Еще бы. В то время она действительно не представляла, как все это совместить. Пройдет совсем немного времени, и она об этом узнает. Но тот разговор с сестрой не забудется – он подготовит ее и к мгновенной капитуляции перед цесаревичем, и к частой смене любовников, он же научит ее быть жестокой с теми, кто ее любит…

Впрочем, это всего лишь один из примеров нашей с ней доверительной болтовни.

Иногда М. К. с князем Андреем Владимировичем принимались мечтать, что ей непременно следует сесть за книгу воспоминаний. Эти мечты очень воодушевляли Андрея Владимировича, он оживлялся, набрасывал заметки – о чем следует написать его жене…

А она исподтишка бросала на меня взгляды, и только мы с ней знали, что в этой парадной книге, которая виделась Андрею Владимировичу, не будет места озорству и забавным непристойностям, о которых знала я одна. Тогда я давала себе слово, что когда-нибудь непременно напишу совсем другую книгу о ней. Это будет ее книга – я просто запишу ее воспоминания. Конечно, не от первого лица, конечно, не указывая имени – только инициалы. Разве что иногда я буду называть ее так, как звали только самые близкие, – Маля.

Наверное, кто-то сочтет, что белоснежную мраморную статую я обливаю алой кровью или пачкаю черной смолой, но не сомневаюсь, что, когда книга будет закончена, она – М.К., Маля – прочтет эти страницы с удовольствием, а иногда, может быть, и прольет над моей рукописью слезу умиления.

Бургундия, Тоннер-Мулян, наши дни

Поезд шел до Тоннера два часа, останавливался чуть ли не у каждого столба, но оказался на редкость комфортабельным – с просторными купе, в которых могли поместиться сразу шесть человек.

Народу было много, но Алене удалось найти купе, где поначалу сидела одна не слишком молодая дама. Когда наша героиня спросила, можно ли войти, дама окинула ее оценивающим взглядом, неприветливо кивнула в знак согласия и демонстративно отвернулась к окну. Алена, которая отнюдь не была болтушкой, не имела ничего против того, чтобы помолчать. Она достала из сумки «Воспоминания об М.К.» и с удовольствием погрузилась в чтение.
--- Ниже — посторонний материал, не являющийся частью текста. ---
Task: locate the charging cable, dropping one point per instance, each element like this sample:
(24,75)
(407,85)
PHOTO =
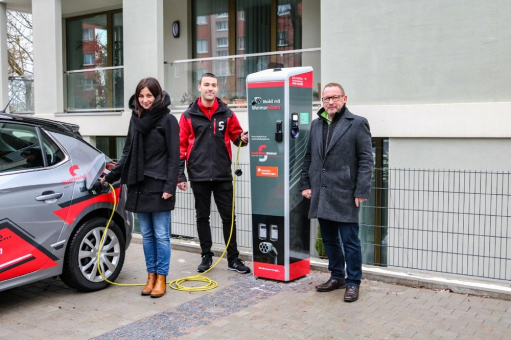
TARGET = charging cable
(178,283)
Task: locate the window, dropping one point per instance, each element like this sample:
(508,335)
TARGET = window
(222,26)
(283,10)
(221,68)
(88,34)
(222,42)
(374,213)
(53,153)
(282,39)
(95,40)
(19,148)
(202,46)
(202,20)
(88,84)
(88,59)
(241,43)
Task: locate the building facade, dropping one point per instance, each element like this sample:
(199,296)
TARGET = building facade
(432,77)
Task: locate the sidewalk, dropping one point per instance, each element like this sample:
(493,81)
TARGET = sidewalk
(243,307)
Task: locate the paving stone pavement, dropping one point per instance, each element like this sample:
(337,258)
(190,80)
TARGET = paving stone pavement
(244,307)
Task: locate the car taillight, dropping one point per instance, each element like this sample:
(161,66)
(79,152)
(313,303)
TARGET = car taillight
(111,165)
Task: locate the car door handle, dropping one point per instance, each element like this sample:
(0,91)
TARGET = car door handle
(49,195)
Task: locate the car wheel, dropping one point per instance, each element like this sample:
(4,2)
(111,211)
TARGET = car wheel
(80,264)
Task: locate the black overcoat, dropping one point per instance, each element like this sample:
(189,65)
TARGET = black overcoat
(161,165)
(339,172)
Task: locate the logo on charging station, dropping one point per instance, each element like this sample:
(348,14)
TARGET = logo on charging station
(263,155)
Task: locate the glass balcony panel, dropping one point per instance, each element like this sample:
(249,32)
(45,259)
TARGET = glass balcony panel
(21,94)
(182,77)
(95,90)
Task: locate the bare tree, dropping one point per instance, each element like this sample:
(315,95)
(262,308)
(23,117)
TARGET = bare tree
(19,43)
(20,61)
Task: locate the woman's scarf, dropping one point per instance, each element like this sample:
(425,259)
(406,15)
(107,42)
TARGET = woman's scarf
(142,126)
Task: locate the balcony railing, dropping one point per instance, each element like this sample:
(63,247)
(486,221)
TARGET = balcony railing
(21,94)
(182,76)
(95,90)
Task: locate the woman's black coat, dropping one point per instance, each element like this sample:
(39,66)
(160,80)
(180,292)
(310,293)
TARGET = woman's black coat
(161,154)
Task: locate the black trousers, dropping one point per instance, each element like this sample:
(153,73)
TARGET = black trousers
(222,192)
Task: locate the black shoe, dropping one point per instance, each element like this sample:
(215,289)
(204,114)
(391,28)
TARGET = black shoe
(330,285)
(351,294)
(239,266)
(207,261)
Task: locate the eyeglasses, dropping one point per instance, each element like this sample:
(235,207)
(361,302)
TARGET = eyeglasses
(334,99)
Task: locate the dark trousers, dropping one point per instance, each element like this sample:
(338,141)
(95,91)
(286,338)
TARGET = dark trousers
(333,233)
(222,192)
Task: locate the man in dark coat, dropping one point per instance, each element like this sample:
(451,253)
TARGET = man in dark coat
(336,177)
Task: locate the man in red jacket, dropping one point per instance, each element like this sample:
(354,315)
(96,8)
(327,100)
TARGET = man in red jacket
(207,129)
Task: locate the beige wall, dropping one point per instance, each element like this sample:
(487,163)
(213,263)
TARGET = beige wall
(423,51)
(489,154)
(72,8)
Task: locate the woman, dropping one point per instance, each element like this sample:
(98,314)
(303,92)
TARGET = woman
(149,167)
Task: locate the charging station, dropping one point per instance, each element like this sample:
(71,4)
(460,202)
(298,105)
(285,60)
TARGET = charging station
(279,114)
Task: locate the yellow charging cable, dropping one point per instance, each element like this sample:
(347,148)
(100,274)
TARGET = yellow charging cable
(177,283)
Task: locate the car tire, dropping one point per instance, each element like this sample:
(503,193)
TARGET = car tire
(80,263)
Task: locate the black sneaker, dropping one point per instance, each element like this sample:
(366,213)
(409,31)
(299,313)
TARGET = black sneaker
(205,264)
(239,266)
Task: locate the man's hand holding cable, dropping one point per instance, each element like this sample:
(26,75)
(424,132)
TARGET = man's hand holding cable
(244,137)
(359,201)
(307,193)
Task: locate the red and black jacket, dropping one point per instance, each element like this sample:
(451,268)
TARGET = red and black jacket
(205,141)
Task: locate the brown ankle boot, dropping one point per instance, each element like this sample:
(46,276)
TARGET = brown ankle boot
(151,280)
(159,287)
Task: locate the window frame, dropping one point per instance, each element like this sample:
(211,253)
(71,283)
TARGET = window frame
(90,34)
(92,63)
(206,50)
(222,39)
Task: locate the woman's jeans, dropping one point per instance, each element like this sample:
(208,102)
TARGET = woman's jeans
(342,246)
(155,229)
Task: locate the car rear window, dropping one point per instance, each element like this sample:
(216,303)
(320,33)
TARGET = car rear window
(20,148)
Вместо имени автора на обложке значились только инициалы – С. С. Может, загадка откроется по ходу повествования? В любом случае чтение обещает быть интересным, и можно только пожалеть, что книга такая маленькая – карманного формата, то, что теперь называют покетбуком, и вдобавок довольно тоненькая. По своей дурацкой привычке Алена сразу заглянула в конец и грустно вздохнула: в послесловии от издателя было сказано, что книга осталась недописанной по причине смерти автора. Тайна псевдонима тоже немедленно открылась – «Воспоминания об М.К.» оставила Серафима Серпан. Издание осуществил уже после войны ее супруг, француз.
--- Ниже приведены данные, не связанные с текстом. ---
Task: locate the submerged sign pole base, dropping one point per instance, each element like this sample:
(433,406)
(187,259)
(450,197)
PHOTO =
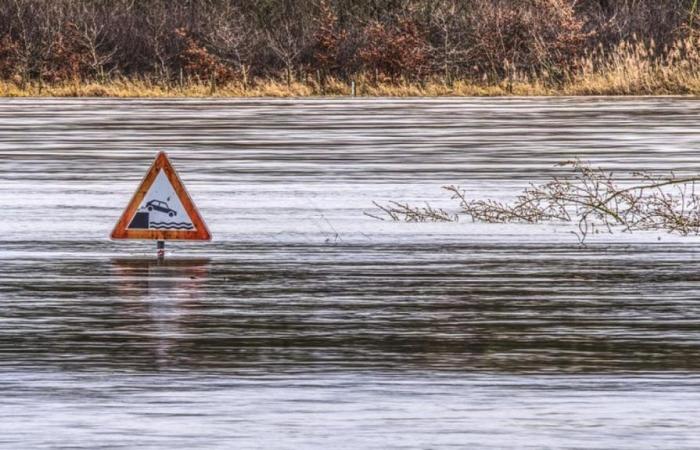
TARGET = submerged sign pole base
(161,209)
(160,246)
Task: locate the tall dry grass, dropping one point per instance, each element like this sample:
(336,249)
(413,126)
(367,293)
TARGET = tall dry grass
(630,68)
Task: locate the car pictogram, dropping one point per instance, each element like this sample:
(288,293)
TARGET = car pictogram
(161,206)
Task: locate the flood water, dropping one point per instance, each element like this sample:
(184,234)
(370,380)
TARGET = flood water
(306,324)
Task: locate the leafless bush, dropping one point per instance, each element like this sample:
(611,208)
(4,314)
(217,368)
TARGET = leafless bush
(396,39)
(590,198)
(406,213)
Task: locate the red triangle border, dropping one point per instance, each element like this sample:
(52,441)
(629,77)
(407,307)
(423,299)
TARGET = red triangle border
(200,233)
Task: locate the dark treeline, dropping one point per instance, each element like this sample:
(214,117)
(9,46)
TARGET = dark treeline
(235,40)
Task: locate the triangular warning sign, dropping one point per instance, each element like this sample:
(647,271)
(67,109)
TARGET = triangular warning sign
(161,208)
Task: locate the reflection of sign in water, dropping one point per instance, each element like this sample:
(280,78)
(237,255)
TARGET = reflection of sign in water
(161,208)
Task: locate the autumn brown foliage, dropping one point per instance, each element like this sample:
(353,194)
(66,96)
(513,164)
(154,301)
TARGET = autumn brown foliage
(222,41)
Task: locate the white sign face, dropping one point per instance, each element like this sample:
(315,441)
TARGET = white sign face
(161,209)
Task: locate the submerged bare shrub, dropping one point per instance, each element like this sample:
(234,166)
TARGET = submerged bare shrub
(406,213)
(590,198)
Что же, приходится довольствоваться тем, что имеешь.

Стоило Алене углубиться в книгу, как дверь купе тут же открылась. На пороге стоял мужчина лет тридцати, и Алена с трудом подавила смех – такое преображение произошло с ее угрюмой соседкой. Она встретила нового пассажира с откровенным восторгом. Ясно, эта дама из числа тех, кто терпеть не может существ одного с собой пола, особенно если они молоды и красивы. Зато мужчины пользуются ее неизменным расположением.

Что тут добавить, если Алена Дмитриева и сама была такой?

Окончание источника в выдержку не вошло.